Wednesday, February 12, 2014

Unang Margana

Saya kenal kang Unang sejak Januari 2011, ketika memantau pemilukada bupati dan wakil bupati kabupaten Cianjur.  Saat itu kang Unang menjadi ketua KPUD Cianjur. Orangnya baik, ramah, dan sangat membantu. Saya datang sebagai pemantau pemilu dari KIPP Nasional. 

Foto bersama dengan kang Unang selesai pemantauan pemilukada Cianjur 2011

Tentu saja, keramahan kang Unang kepada kami bukan hanya karena kang Unang adalah mantan ketua KIPP Cianjur, tetapi karena memang sudah bawaannya. Kang Unang juga memfasilitasi lembaga manapun yang datang ke Cianjur untuk memantau pemilu.Saat itu ada juga JPPR dan AEC (Australia Election Commission) yang memantau pelaksanaan pemilukada Cianjur.  

Januari 2012, kami bertemu lagi, sama-sama mencalonkan diri sebagai komisioner Bawaslu. Sayangnya kami berdua hanya mampu mencapai 18 besar  kandidat. Tapi bagi kami berdua, hal ini sudah menjadi prestasi tersendiri, terpilih dari 269 pelamar. Dalam masa seleksi tersebut kang Unang yang lulusan fakultas Hukum mengajari saya membaca undang-undang khususnya undang-undang pemilu a la lulusan Hukum. 

Saya sendiri adalah lulusan Bahasa Jerman yang nyemplung ke dunia kepemiluan karena passion saya sebenarnya adalah di bidang politik. Kursus singkat itu saya bawa hingga sekarang saya menjadi pemantau pemilu internasional yang mengharuskan saya mempelajari undang-undang pemilu di negara yang sedang saya pantau.

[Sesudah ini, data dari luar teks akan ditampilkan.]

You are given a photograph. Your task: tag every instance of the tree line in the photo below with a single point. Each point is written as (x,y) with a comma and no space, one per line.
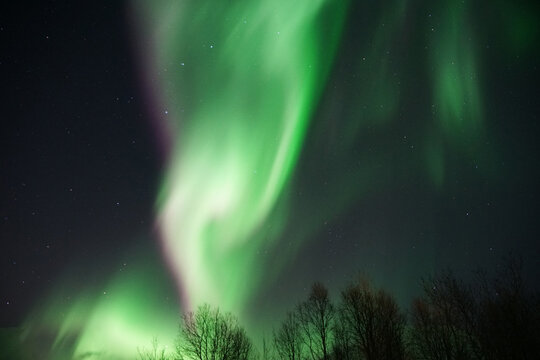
(495,317)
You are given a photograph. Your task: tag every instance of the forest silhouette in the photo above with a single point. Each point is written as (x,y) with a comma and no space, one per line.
(489,317)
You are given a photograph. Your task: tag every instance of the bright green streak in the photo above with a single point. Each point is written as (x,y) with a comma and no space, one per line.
(109,322)
(238,110)
(457,104)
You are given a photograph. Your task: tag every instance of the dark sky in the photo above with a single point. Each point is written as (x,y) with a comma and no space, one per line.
(79,169)
(80,166)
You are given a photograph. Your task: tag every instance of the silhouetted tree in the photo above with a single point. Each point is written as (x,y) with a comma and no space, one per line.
(316,316)
(342,345)
(208,334)
(509,315)
(444,320)
(495,318)
(374,322)
(288,339)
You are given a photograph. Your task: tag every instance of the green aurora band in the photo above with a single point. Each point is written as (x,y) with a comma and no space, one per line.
(237,85)
(240,83)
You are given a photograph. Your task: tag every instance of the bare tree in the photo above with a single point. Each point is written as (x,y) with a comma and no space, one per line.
(374,322)
(316,317)
(444,321)
(342,346)
(208,334)
(508,325)
(288,339)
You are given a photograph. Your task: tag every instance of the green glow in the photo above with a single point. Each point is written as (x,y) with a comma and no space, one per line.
(457,106)
(108,322)
(456,89)
(240,82)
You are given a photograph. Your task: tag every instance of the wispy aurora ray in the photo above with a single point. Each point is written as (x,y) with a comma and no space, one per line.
(239,82)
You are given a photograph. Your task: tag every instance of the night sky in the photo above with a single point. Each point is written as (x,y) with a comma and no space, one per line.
(233,153)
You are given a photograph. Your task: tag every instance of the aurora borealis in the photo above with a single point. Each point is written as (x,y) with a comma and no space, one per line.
(232,153)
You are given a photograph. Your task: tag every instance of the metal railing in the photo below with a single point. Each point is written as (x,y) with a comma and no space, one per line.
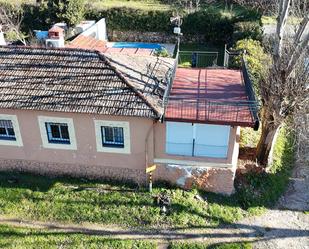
(197,59)
(205,110)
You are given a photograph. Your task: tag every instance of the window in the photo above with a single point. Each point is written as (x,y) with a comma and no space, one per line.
(58,133)
(112,136)
(7,130)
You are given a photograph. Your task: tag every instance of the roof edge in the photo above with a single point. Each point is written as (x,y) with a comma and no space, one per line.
(120,75)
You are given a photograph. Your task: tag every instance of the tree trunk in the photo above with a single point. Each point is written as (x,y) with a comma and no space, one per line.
(269,130)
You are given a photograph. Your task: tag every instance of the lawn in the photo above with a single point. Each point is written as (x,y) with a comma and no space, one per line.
(104,4)
(31,197)
(263,190)
(25,238)
(186,245)
(71,200)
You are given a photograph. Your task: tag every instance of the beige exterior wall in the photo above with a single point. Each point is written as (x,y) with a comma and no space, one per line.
(90,161)
(86,154)
(211,174)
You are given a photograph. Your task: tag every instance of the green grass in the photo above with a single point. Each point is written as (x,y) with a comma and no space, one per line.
(68,200)
(267,20)
(32,197)
(249,137)
(105,4)
(190,245)
(25,238)
(263,190)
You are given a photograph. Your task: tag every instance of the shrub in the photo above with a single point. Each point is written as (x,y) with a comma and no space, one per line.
(215,27)
(264,189)
(247,30)
(133,19)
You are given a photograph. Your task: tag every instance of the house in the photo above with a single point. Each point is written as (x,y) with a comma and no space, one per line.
(84,113)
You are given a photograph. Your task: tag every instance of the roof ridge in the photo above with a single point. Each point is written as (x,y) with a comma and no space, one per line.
(119,74)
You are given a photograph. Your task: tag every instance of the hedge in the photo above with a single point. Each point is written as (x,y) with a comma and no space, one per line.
(133,19)
(210,25)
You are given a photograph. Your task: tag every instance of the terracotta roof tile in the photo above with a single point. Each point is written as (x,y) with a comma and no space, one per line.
(68,80)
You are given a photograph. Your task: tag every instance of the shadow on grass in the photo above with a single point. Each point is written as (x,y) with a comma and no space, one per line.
(265,189)
(34,182)
(237,231)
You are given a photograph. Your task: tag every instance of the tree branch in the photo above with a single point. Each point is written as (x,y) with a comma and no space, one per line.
(281,23)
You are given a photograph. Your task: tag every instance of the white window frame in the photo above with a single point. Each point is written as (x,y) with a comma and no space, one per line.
(44,136)
(18,142)
(60,140)
(126,136)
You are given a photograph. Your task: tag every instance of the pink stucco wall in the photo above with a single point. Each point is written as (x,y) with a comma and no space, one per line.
(86,153)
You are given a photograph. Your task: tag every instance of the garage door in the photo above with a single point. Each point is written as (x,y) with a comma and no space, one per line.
(200,140)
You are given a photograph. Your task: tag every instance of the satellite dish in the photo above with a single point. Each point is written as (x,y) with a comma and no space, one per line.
(50,44)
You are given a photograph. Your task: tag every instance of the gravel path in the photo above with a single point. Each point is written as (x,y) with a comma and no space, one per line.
(287,226)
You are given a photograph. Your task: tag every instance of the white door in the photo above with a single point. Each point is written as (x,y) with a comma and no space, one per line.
(179,138)
(211,140)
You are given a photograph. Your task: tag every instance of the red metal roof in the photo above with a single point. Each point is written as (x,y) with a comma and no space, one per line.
(215,96)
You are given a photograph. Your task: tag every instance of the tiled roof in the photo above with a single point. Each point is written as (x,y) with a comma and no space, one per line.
(74,80)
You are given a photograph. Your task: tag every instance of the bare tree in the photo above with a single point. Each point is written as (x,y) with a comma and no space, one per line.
(284,90)
(11,20)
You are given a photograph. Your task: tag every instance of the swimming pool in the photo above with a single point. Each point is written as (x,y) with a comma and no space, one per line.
(136,45)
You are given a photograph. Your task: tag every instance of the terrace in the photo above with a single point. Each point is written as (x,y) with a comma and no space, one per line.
(203,92)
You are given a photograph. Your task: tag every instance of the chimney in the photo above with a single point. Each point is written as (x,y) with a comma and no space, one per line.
(55,37)
(2,40)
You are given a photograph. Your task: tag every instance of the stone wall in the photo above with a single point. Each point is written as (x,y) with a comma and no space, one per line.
(152,37)
(74,170)
(218,180)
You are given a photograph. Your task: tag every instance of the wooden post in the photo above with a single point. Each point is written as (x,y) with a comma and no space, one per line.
(150,182)
(149,171)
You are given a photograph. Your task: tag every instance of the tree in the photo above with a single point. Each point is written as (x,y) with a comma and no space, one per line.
(284,90)
(69,11)
(11,18)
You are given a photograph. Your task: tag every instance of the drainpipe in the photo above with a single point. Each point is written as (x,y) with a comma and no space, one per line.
(146,143)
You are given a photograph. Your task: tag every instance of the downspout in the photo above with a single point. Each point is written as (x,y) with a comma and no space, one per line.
(146,143)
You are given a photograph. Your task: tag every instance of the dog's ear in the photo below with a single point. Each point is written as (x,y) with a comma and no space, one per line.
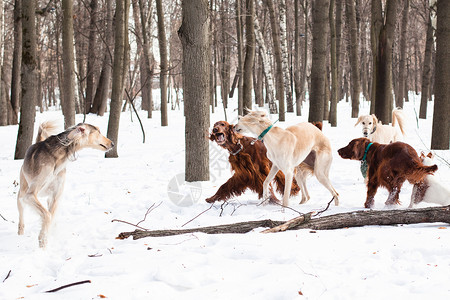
(359,120)
(375,120)
(77,132)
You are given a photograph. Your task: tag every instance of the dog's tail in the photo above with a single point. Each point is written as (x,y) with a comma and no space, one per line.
(46,129)
(318,125)
(420,172)
(398,117)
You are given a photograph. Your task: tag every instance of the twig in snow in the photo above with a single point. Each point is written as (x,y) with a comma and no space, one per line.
(326,208)
(197,215)
(68,285)
(149,210)
(7,276)
(142,228)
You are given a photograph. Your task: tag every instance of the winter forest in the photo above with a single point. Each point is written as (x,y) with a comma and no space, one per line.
(155,77)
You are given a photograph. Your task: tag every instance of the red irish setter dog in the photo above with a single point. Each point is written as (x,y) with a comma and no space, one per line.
(389,165)
(248,161)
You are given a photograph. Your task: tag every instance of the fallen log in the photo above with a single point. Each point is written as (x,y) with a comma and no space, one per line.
(342,220)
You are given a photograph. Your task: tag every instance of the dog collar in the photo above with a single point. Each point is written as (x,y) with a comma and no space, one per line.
(239,150)
(365,152)
(261,136)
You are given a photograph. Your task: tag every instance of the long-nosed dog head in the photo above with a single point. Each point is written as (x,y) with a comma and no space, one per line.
(89,136)
(368,122)
(355,149)
(223,133)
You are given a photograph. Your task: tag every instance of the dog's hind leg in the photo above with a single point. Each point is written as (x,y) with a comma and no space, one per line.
(273,171)
(301,180)
(321,170)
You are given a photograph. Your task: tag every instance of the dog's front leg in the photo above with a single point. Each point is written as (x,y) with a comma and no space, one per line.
(273,171)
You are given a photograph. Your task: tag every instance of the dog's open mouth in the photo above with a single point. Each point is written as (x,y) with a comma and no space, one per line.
(220,138)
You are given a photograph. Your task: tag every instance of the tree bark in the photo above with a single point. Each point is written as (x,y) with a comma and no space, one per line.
(278,61)
(91,59)
(337,221)
(121,29)
(353,55)
(194,36)
(402,63)
(17,61)
(334,83)
(68,105)
(249,55)
(440,137)
(383,61)
(163,63)
(319,59)
(426,74)
(266,63)
(29,80)
(285,57)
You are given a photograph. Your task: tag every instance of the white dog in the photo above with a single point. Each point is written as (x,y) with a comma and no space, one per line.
(383,134)
(288,148)
(430,190)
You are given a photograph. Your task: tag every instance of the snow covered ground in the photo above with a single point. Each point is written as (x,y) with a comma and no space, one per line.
(391,262)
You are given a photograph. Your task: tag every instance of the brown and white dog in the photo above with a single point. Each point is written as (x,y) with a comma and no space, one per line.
(389,165)
(288,148)
(383,134)
(249,164)
(430,190)
(43,171)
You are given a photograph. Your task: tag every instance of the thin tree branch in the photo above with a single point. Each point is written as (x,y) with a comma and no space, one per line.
(68,285)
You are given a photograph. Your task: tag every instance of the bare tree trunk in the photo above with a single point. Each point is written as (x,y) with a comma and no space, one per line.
(440,138)
(147,72)
(320,12)
(426,76)
(354,52)
(249,55)
(334,83)
(163,64)
(266,63)
(17,61)
(285,57)
(29,80)
(121,30)
(402,69)
(240,51)
(91,59)
(278,61)
(194,36)
(68,106)
(383,61)
(102,93)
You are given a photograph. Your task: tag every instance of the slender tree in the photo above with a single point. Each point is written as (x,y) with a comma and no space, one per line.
(353,55)
(249,55)
(164,62)
(119,67)
(334,83)
(402,62)
(29,80)
(426,73)
(194,36)
(68,105)
(278,61)
(17,61)
(320,12)
(440,138)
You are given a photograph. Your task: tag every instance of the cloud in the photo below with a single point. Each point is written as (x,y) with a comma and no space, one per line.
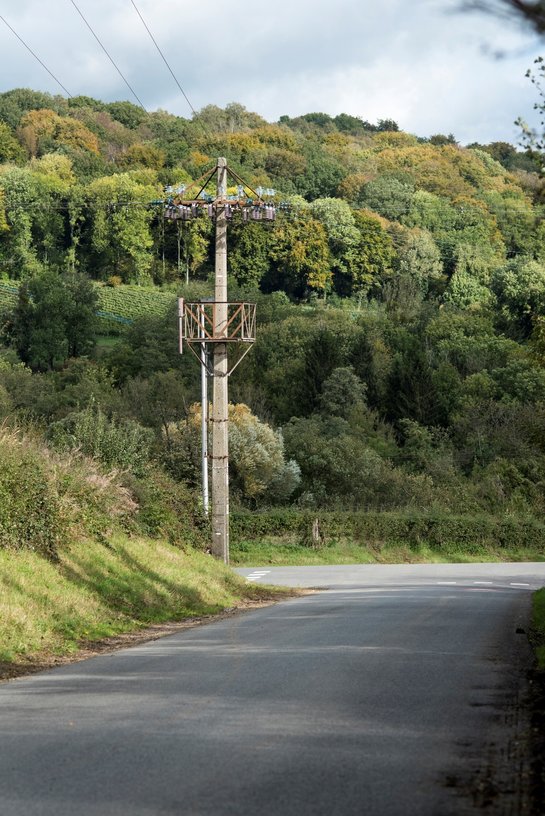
(428,68)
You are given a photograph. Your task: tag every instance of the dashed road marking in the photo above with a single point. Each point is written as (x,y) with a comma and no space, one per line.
(255,576)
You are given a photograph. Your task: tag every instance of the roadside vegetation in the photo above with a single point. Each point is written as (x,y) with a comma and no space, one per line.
(393,407)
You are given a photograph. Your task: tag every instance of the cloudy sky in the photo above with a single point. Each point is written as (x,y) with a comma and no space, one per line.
(429,67)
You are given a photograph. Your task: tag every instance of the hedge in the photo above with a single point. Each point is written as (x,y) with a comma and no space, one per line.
(413,528)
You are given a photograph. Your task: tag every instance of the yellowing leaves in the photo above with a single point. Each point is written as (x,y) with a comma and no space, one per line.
(42,125)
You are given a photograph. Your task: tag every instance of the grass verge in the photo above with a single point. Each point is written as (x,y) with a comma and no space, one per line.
(96,591)
(288,551)
(538,627)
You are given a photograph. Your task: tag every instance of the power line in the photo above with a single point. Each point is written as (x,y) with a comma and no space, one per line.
(36,57)
(163,58)
(108,55)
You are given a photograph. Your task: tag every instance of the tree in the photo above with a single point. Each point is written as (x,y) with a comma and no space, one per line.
(388,196)
(519,286)
(531,12)
(259,471)
(43,130)
(10,149)
(121,227)
(301,258)
(54,319)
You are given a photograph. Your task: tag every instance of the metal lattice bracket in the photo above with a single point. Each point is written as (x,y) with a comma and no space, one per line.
(205,323)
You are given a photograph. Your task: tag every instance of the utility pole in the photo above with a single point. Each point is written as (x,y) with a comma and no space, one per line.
(218,323)
(220,409)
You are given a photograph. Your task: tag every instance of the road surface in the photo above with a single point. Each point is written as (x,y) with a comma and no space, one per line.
(393,692)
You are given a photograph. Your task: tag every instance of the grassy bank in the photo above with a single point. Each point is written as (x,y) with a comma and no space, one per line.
(97,590)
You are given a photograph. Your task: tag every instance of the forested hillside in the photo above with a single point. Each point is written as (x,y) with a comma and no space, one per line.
(401,305)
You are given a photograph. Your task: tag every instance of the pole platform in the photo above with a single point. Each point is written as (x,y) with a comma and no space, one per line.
(199,325)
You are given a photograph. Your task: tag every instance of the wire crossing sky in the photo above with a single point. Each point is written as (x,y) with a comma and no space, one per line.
(428,65)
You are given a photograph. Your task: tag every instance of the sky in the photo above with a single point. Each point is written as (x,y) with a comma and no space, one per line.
(425,64)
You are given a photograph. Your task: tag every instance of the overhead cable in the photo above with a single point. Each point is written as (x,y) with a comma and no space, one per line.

Pertengahan tahun 2013, kang Unang menelepon saya memberitahukan bahwa beliau mengundurkan diri sebagai ketua KPUD Cianjur karena bermaksud mencalonkan diri sebagai calon anggota DPD atau Dewan Perwakilan Daerah mewakili provinsi Jawa Barat. Beritanya cukup ramai di media massa, ada yang netral dan ada yang negatif. 

Sebagai teman, saya mendukung pencalonan beliau, dan berharap beliau akan terpilih, meski banyak jagoan dari Jawa Barat ikut bertanding dalam pemilu mendatang. Berdasarkan informasi dari KPU, kang Unang satu-satunya calon anggota DPD dari daerah Cianjur. Karena saya orang Jakarta dan ber-KTP Jakarta, saya tidak bisa memilih teman saya ini. Semoga sukses kang Unang. 

Friday, January 24, 2014

Saya pilih siapa ya?

"Pemilihan umum telah memanggil kita
Seluruh rakyat menyambut gembira
hak demokrasi Pancasila
Hikmah Indonesia merdeka

Pilihlah wakilmu yang dapat dipercaya 
Pengemban AMPERA yang setia 
Di bawah Undang-undang Dasar 45 
Kita menuju ke Pemilihan Umum"

Siapa yang tidak kenal dengan jingle pemilu di jaman Orde Baru ini? Saya masih ingat, karena disiarkan berulang-ulang di televisi dan radio jaman saya masih kecil. Bahkan hingga hari ini, saya masih hafal, meski KPU sudah membuat bermacam-macam jingle pemilihan umum.



Saya senang dengan lirik lagu ini, karena menggambarkan dengan pas bagaimana caranya memilih wakil kita di parlemen dalam setiap pemilihan umum yaitu "yang dapat dipercaya".

Memilih wakil di parlemen merupakan satu kerja yang gampang-gampang susah. Sistem pemilu proporsional daftar terbuka seperti yang dilaksanakan pada pemilu 2009 dan 2014 menyulitkan para pemilih, karena begitu banyak partai dan kandidat atau caleg yang ikut berkompetisi dalam pemilu. 

Blog ini dimaksudkan untuk mengumpulkan track record para caleg yang bertanding dalam pemilu legislatif 2014 mendatang. Saya dan sejumlah teman berusaha mengumpulkan informasi caleg dari berbagai partai melalui berita di media online. Pembuatan blog ini berdasarkan banyaknya keluhan dari masyarakat dan pemilih, bagaimana caranya mengetahui track record caleg. Banyak organisasi pemantau pemilu, pemerintah, KPU, Bawaslu hingga pemerintah menganjurkan untuk menjadi pemilih cerdas, tetapi tidak menunjukkan contoh konkritnya, karena bisa jadi keterbatasan wewenang mereka dalam menuliskan track record caleg. 

Semoga artikel-artikel dalam blog ini dapat berguna. Komentar, kritik, keberatan pasti akan muncul. Silahkan, tetapi harap pergunakan kalimat yang sopan dan logis.